To fill airtime during fallow sports times of the year, ESPN does this Ocho thing.
“Sports” you’ve never heard of, or even conceptualized.
How far up on a roof you can throw a beanbag, and some such. Stuff
you made up in your backyard after school when you and your best pal were nine years old and bored.
Now it’s televised. “World Championships” in some dude’s driveway. On the World Wide Leader Deux.
Thankfully I haven’t seen any Quidditch yet. But did once while walking Seneca Park.
Anyhooooooo, one of those new “sports” is Omega Ball.
Which is soccer played on a circular field with three teams and three goals.
Moderately interesting. If it’s late in the rainy afternoon, you’ve been running around all day doing errands and need some white noise to ease you into a nap.
What on earth does this have to do with college football’s Rivalry Week?
This, simply the most fascinating SEC battle of the first quarter of the 21st Century.
Ole Miss vs. LSU vs. Florida.
The Lane Kiffin Bowl.
Reported to be “played” Sunday November 30.
It will be televised live, I’m so sure.
Originating from Oxford or Baton Rouge or Gainesville, site to be determined. Be sure to keep your eyes on those flight logs.
You shall find no predictions on that one below.
* * * * *
Last week was Get Back Loretta/ Get Back To Where You Once Belonged for the nation’s foremost forecaster.
OK, so Decembrist Baby Blue Bill Belichick didn’t win his rivalry game as a gift for his stylin’ May GF. Duke came back on Carolina, thanks to a pretty damn nifty fake FG called by Manny Diaz.
That was my only miscue.
Quack over Trojans. Commodores over Wildcats. Nittany Lions over Cornhuskers. And a Mustang stampede in Big D little a double l a s. Over . . . ahem.
4-1 for the week, improves my W/L on the season to 49-29.
Intending to close out the regular season with a flourish, I present this week’s winners:
Texas A&M @ Texas. These Lone Star State rivals haven’t met in the state capitol since 2010. Now that they’re back in the same conference. It’s again an annual battle. Longhorns have underwhelmed. But are better as of late. Aggies stand unblemished. Burnt orange want to CFP. College Stationers want to stay undefeated. Not after Friday night. Hook ’em.

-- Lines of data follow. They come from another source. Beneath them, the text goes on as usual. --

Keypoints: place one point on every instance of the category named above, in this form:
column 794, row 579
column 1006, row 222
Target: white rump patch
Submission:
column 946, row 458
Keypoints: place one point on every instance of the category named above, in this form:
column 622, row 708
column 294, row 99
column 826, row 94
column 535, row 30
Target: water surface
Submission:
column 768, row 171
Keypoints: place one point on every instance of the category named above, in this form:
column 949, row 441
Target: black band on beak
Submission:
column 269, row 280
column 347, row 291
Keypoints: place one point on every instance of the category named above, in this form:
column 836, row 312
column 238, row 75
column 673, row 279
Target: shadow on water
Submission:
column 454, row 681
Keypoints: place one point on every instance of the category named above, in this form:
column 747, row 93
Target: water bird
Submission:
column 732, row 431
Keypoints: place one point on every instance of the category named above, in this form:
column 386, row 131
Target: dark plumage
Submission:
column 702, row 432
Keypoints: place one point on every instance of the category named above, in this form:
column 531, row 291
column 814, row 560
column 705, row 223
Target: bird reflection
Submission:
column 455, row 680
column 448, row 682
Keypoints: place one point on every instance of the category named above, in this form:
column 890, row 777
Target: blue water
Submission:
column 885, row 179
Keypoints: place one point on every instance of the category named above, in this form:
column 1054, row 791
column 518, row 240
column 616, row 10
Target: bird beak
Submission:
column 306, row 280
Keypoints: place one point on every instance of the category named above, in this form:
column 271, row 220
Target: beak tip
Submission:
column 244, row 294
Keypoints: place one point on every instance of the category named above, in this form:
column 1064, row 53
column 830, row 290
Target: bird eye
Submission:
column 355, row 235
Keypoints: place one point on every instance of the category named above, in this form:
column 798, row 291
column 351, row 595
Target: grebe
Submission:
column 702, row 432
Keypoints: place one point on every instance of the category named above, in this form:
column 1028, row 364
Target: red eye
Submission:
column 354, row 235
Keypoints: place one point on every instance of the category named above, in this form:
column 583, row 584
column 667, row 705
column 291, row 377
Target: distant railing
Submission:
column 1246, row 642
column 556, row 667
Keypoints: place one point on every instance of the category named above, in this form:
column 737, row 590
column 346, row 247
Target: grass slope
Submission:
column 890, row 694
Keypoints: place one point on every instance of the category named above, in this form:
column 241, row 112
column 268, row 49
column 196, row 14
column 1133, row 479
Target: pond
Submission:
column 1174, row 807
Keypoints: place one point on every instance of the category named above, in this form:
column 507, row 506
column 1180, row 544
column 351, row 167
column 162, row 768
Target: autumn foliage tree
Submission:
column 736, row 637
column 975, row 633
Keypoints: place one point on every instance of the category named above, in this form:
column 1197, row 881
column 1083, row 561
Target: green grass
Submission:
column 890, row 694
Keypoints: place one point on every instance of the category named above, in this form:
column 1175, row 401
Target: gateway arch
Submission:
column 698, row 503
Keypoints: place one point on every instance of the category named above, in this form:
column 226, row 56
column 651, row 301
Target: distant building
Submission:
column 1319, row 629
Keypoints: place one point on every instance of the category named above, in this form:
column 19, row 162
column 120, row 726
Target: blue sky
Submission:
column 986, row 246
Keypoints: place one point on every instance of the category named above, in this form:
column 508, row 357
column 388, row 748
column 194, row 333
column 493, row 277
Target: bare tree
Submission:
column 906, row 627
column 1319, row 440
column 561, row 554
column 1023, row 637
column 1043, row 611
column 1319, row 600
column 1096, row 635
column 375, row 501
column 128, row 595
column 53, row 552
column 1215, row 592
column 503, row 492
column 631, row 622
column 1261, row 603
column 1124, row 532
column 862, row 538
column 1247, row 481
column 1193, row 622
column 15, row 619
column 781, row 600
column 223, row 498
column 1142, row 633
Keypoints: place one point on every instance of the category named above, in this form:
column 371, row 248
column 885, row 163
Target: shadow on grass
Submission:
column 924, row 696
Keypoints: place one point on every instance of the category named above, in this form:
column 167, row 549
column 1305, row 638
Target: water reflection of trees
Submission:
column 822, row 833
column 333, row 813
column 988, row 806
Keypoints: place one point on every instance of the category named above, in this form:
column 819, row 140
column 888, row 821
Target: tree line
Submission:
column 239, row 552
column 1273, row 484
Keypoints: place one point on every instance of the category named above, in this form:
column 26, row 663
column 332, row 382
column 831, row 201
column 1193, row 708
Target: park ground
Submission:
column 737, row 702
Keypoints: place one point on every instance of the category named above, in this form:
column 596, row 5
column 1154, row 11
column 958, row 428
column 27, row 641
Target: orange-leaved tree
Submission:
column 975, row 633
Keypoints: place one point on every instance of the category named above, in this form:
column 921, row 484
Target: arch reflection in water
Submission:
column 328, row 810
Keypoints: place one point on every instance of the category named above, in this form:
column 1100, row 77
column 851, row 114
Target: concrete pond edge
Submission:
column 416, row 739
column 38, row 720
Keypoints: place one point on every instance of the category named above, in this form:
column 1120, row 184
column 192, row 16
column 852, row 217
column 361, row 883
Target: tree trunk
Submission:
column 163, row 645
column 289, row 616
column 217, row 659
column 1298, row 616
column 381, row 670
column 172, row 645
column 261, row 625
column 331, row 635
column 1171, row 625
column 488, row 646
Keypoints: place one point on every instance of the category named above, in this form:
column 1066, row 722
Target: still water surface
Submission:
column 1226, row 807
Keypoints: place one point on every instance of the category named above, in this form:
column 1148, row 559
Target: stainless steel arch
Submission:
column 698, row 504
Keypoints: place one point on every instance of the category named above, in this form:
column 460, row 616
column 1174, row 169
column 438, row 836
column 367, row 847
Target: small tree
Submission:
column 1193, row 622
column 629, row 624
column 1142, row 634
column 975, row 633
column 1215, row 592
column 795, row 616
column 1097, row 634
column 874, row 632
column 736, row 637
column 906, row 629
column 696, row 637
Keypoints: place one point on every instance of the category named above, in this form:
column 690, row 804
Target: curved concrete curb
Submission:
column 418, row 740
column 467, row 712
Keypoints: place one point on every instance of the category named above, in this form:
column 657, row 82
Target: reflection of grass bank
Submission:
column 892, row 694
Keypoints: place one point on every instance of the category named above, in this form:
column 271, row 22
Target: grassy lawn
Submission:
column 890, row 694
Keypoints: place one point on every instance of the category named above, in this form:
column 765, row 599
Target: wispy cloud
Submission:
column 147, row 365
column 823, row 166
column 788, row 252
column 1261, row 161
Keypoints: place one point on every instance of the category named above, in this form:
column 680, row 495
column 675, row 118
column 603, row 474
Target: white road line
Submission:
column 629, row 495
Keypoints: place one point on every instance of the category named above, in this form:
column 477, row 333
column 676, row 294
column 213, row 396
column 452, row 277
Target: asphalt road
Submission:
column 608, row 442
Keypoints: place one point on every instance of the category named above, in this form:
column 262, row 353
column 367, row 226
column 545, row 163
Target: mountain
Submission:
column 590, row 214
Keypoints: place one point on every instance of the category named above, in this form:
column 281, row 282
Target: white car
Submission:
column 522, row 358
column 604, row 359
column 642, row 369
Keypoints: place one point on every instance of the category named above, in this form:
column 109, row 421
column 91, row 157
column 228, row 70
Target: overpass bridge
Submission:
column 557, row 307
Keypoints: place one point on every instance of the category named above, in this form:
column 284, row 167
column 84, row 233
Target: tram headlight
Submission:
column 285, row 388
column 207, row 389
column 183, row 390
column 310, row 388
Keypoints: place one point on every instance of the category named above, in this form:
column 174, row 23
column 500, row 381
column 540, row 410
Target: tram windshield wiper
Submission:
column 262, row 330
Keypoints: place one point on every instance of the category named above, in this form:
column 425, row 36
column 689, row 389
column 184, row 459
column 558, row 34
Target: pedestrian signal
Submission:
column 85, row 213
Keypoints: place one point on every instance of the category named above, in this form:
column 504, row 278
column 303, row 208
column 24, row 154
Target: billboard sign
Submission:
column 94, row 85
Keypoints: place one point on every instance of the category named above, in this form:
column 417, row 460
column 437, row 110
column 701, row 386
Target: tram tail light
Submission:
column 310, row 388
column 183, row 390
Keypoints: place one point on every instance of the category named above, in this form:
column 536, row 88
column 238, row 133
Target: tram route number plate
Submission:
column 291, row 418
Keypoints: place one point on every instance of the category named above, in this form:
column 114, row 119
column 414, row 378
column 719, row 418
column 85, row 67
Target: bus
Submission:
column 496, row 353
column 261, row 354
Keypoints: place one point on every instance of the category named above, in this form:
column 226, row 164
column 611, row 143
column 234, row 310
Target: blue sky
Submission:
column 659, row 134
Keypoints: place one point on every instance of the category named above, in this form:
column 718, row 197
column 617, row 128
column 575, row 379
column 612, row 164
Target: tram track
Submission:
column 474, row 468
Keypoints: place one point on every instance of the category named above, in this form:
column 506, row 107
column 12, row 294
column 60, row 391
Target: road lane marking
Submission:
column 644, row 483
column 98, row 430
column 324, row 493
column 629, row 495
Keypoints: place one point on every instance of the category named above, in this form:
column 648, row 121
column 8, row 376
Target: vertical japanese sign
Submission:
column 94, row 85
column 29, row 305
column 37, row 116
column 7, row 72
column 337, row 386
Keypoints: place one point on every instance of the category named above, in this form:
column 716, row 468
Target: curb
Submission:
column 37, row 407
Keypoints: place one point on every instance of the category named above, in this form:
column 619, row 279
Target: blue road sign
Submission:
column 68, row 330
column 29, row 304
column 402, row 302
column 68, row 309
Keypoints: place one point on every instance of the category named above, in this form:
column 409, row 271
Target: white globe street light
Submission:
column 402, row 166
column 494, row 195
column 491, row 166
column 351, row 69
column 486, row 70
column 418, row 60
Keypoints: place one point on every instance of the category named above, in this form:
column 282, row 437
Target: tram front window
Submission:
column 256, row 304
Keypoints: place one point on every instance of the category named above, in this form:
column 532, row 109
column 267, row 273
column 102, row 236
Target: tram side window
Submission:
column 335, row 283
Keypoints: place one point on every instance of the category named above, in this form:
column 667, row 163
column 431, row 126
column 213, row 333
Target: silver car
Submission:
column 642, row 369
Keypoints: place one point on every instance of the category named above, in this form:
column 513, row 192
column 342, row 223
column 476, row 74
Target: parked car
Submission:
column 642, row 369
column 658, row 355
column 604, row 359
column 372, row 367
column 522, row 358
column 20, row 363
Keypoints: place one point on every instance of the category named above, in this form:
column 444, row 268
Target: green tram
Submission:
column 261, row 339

Miami @ Pittsburgh. It’s a big game. The U been complainin’ a lot about CFP disrespect. Never a good sign with an important battle afoot. Ask conference pal Seminoles how they’ve fared since their complaining about being left out when undefeated. Besides, the Canes are mentored by the worst in game coach in the land. Mario Cristobal, if the Tecovas fit, slip into ’em. Steeltowners survive.
Ohio State @ Michigan. Is it really possible that the current and prevailing best team extant could fall to arch rival FIVE seasons in a row? Of course. Anything is possible. Especially in the Big House. That’s why they play the game. Were it to, the band would have to rethink the Script Ohio thing. But it shall not occur. Brutus goes home a happy Buckeye. The i is dotted.
Vanderbilt @ Tennessee. Commodores last prevailed in Rocky Top in ’17. Vols have dominated long standing rivalry. And have won last six. But there’s something about this Pavia kid. Cocky. Unafraid. A winner. Hopeful about playoff, long shot it may be. Vandy upsets Vols.
Florida State @ Florida. Lucky for the Gators, their fans will be paying more attention to Lane Kiffin’s Instagram feed than what’s happening on the gridiron. They’ll be cheering the next savior next season, though they don’t know whom it will be. Meanwhile the Seminole faithful wish they had something to look forward to beyond another season of Mike Norvell freefall. But they don’t. Which shall be underscored by losing to their rival across the state to end this miserable campaign..
Indiana @ Purdue. Last season: 66-0. Boilermakers learn yet again what it means to be Cignettisized. Hoosiers be drinkin’ from Old Oaken Bucket.
Kentucky @ Louisville. A resistible force meets a movable object. Cardinals’ decimated offense takes on Wildcats’ similarly afflicted defense. It’s like the Civil War Battle of Wauhatchie which was the next major one after Gettysburg, where there were 51,000 casualties. Last week, these rivals, both with depleted rosters, lost by a combined score of 23-83. Game Day will not be in town. No Chris. No Herbie. Not much top level pigskin. Plenty of medical personnel. Lots of empty seats. Somehow Louisville eeks out a win on the back of some 4th string midseason walk on, after he spends the 3dQ in the triage tent.